Population density methods for large-scale modelling of neuronal networks with realistic synaptic kinetics: Cutting the dimension down to size

Evan Haskell, Duane Q. Nykamp, Daniel Tranchina

Research output: Contribution to journalArticle

Abstract

Population density methods provide promising time-saving alternatives to direct Monte Carlo simulations of neuronal network activity, in which one tracks the state of thousands of individual neurons and synapses. A population density method has been found to be roughly a hundred times faster than direct simulation for various test networks of integrate-and-fire model neurons with instantaneous excitatory and inhibitory post-synaptic conductances.
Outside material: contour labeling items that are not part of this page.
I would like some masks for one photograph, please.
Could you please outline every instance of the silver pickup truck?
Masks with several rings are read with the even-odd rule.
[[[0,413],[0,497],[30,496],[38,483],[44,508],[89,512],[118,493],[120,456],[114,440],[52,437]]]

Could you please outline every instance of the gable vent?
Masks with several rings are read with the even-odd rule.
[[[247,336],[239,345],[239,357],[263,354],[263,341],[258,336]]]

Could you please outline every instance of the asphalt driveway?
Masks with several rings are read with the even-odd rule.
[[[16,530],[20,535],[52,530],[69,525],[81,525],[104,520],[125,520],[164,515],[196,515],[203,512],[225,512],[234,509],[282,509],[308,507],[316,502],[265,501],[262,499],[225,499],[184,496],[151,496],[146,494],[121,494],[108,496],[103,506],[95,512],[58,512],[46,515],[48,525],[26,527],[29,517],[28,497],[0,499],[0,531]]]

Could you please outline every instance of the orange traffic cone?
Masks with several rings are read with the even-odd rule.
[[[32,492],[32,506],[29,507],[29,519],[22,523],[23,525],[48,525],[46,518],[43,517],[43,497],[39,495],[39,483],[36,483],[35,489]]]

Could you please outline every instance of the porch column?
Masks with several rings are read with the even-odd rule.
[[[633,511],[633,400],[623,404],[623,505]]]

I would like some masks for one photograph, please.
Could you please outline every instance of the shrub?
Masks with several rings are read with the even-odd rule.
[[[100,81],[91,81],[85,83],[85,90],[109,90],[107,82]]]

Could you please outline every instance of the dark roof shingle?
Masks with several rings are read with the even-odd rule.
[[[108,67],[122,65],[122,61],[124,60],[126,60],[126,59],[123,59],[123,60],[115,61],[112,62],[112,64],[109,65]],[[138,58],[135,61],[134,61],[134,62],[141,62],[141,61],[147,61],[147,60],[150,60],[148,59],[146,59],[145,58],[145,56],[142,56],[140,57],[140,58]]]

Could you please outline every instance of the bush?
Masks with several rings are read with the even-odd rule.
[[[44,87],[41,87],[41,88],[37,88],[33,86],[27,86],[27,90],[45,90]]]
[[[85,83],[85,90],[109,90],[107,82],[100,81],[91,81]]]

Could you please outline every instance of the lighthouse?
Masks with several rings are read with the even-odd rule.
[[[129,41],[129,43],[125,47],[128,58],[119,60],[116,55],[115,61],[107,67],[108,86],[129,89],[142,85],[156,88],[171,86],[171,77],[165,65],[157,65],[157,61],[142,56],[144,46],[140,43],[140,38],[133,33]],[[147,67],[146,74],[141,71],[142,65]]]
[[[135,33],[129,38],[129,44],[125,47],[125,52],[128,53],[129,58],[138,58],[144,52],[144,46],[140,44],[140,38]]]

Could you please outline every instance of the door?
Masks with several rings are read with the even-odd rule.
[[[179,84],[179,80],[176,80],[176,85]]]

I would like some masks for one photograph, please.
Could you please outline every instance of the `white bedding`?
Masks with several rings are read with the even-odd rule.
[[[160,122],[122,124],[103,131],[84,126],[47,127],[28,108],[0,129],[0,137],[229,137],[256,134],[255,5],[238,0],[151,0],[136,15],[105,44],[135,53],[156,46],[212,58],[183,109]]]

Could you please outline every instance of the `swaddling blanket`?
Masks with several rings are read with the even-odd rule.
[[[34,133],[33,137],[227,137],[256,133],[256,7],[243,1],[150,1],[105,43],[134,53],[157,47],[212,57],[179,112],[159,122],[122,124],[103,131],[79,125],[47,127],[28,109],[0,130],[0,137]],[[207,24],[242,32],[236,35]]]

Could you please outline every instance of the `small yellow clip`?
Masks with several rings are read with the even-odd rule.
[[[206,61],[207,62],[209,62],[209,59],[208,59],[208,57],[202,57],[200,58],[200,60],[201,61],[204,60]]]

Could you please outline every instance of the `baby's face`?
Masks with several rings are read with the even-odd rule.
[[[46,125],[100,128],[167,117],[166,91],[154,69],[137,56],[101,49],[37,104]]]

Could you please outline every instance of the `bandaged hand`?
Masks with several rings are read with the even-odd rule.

In this method, neurons are grouped into large populations of similar neurons. For each population, one calculates the evolution of a probability density function (PDF) which describes the distribution of neurons over state space. The population firing rate is then given by the total flux of probability across the threshold voltage for firing an action potential. Extending the method beyond instantaneous synapses is necessary for obtaining accurate results, because synaptic kinetics play an important role in network dynamics. Embellishments incorporating more realistic synaptic kinetics for the underlying neuron model increase the dimension of the PDF, which was one-dimensional in the instantaneous synapse case. This increase in dimension causes a substantial increase in computation time to find the exact PDF, decreasing the computational speed advantage of the population density method over direct Monte Carlo simulation. We report here on a one-dimensional model of the PDF for neurons with arbitrary synaptic kinetics. The method is more accurate than the mean-field method in the steady state, where the mean-field approximation works best, and also under dynamic-stimulus conditions. The method is much faster than direct simulations. Limitations of the method are demonstrated, and possible improvements are discussed.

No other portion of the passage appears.